I tried Illumous as part of SmartOS. I will write more about that in my post on hypervisors. I really wanted Illumous to work because I think Solaris is the second all time best operating system. The first is Symbolics Genera and, yes, I am saying that an OS from the 1980s was the best one ever written. Anyway, the problem I has with Illumous is support for the applications. Its stability and feature set are amazing but I did not want to spend the time trying to compile all my key applications for Solaris. I doubt it would work for many of them. Plus Illumous is not very well documented; a fact which only adds to the time and trouble.
I have long admired OpenBSD for its focus on security and stability. Those are very important business features and hit two of my key priorities. The problem with OpenBSD is again one of application support. It didn’t have my applications available as pre-built packages.
That left me with a choice between CentOS and Ubuntu. I have used both and in my (admittedly subjective) experience CentOS is the more stable of the two. It appeared that Ubuntu prioritized features higher than CentOS. Still, it could have gone the other way, and I’m sure either would have been a good choice.
But is it really a good idea to use a “mono-culture” approach to operating systems? It is true that if CentOS has a security hole then all the systems in my network will be vulnerable to it. The alternative is to include a variety of operating systems such as the ones from my list. If security were the priority then I think it would make sense to have a heterogeneous operating system environment.
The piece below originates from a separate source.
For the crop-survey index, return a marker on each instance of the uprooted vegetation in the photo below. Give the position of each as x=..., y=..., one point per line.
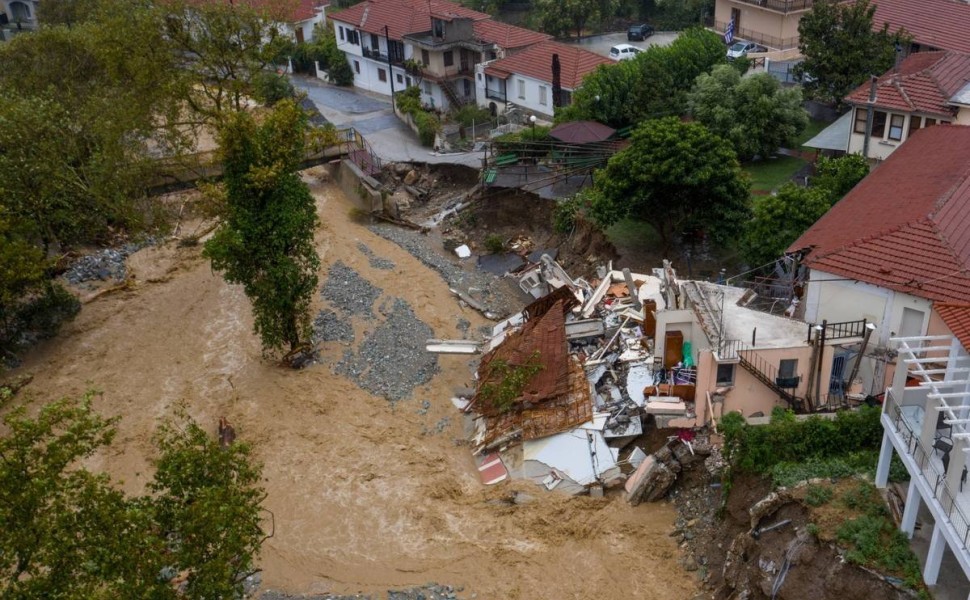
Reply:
x=824, y=531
However, if stability and ease of administration are the highest priorities then it does not. Adding different operating systems adds complexity and increases the risk of problems. An application may run well on one operating system using a certain configuration but not so well on a different operating system with that same configuration. Therefore, I think it makes sense to trade reliability and ease of administration for security. Every choice requires trade-offs, the key is to know what your priorities are. You can’t have everything.